The Future of Cloud Identity Security and SSO: OpenID Connect
After a decade of creating hundreds, if not thousands of online user accounts and passwords, most people are in need of some form of consolidated, secure, Internet identity. OpenID Connect 1.0 is poised to be the ubiquitous standard that will allow users to whittle their online presence down to a few chosen user accounts, making the days of extraneous usernames and passwords an internet relic like dial up modems and AOL.
Although the OpenID Connect standard is still being finalized, what is shaping up via the hard work of many contributors including Google, Microsoft, Yahoo, and Gluu, is nothing short of revolutionary. What makes the case for adoption more powerful and likely is that this group of contributors, namely Google, Microsoft and Yahoo, collectively serves and provides identity to a critical mass of American consumers, and their joint support for one standard method of authentication will provide an overwhelming reason for website implementation.
Beyond the benefits of consolidated internet identity for consumers, OpenID Connect will also provide the foundation for a far more efficient and scalable enterprise federated single sign-on solution. While SAML is the dominant protocol for achieving secure attribute exchange and single sign-on today, the identity community and most experts agree the benefits of using OpenID Connect will far outweigh SAML, and that OpenID Connect will eventually replace SAML as the dominant protocol for SSO.
What’s changed from OpenID 2.0?
- Support for native client applications
- Provider discovery using e-mail address format
- UserInfo endpoint for simple “Connect” capability
- Designed to work well on mobile phones
- Uses JSON/REST, rather than XML
- Support for encryption and higher LOAs
- Support for distributed and aggregated claims
- Support for session management, including logout
- Support for self-issued identity providers
SAML to OpenID Connect Jargon Translations:
SAML IDP = OpenID Connect Provider (OP)
SAML SP = OpenID Connect RP
SAML Attributes = OpenID Connect Scopes (groups of attributes)

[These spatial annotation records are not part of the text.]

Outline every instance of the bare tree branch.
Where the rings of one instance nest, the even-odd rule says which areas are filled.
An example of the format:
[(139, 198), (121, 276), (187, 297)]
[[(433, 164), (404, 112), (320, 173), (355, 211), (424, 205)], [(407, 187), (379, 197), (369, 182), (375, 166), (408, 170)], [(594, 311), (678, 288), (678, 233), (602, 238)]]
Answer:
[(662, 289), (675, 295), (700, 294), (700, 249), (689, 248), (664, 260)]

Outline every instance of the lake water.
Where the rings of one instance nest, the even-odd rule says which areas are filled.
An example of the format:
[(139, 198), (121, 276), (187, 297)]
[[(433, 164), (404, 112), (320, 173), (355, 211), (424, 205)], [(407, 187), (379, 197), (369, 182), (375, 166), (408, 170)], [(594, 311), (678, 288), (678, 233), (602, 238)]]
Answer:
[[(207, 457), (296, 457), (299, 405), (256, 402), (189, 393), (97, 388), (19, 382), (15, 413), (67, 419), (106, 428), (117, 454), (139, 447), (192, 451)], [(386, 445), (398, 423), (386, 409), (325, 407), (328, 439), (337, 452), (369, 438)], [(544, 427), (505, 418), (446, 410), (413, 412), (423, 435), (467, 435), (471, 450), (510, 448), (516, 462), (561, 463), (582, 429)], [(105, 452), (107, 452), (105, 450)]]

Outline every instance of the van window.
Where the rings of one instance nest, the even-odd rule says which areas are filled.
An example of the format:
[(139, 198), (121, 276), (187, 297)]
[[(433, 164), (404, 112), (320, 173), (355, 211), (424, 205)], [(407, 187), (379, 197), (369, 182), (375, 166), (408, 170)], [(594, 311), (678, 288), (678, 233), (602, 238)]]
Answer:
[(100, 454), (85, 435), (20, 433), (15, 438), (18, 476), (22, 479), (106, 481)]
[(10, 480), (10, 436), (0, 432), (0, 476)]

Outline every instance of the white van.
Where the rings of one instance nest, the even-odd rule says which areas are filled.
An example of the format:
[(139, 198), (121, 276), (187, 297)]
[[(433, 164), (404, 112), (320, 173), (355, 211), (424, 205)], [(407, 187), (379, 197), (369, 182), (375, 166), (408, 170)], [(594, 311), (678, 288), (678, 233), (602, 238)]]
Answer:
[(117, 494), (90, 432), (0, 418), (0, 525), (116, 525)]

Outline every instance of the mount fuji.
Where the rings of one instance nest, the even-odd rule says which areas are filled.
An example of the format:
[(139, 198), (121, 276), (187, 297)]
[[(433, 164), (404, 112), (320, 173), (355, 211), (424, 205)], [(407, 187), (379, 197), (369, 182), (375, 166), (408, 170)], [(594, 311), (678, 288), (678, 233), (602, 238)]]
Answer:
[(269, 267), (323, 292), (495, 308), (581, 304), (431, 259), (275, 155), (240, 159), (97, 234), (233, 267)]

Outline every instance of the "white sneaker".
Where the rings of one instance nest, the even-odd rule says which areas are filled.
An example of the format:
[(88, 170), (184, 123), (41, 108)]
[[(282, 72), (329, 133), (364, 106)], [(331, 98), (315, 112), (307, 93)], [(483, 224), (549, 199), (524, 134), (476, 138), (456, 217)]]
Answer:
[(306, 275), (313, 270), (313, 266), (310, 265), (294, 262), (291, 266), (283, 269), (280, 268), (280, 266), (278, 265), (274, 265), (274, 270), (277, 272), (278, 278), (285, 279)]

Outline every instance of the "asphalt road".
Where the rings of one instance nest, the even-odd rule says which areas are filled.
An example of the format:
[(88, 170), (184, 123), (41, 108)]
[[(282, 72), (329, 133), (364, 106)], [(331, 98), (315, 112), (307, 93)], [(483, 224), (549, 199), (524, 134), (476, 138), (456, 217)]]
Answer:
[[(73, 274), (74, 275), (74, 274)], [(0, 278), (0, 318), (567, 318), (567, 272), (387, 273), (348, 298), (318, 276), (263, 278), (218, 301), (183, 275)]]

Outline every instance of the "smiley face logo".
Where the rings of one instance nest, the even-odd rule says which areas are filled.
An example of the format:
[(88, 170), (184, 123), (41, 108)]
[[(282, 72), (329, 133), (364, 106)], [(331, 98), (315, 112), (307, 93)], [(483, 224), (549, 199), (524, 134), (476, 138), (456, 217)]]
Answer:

How to Prepare for OpenID Connect
People: As a pure user, there’s not much you need to do to prepare for OpenID Connect. Once the standard is finished, you will surely be informed because the odds are you own a gmail, yahoo mail, or hotmail/msn account for email. All those emails will be OpenID Connect-ready once the standard is finalized. Additionally, the user experience is based on Facebook Connect, which will provide a familiar flow to login and attribute release.
Organizations: If you’re an organization (hypothetically speaking) that provides users with an email account, you will probably want to launch (1) an OpenID Connect Provider (“OP”), like the open source OX platform or the commercial Gluu Server where people at your organizations can authenticate and, (2) launch an OpenID Connect discovery service so Internet web sites can “validate” your users.
Website Owners & Managers: For website owners and managers, you should consider adding support for OpenID Connect 1.0 into your release roadmap. The good news for web sites is that OpenID Connect is relatively lightweight — it uses JSON, REST, etc — and there are client libraries out there in Java, Python and other popular programming platforms. Additionally, plugins are on the way for widely deployed CMS systems like WordPress and Liferay.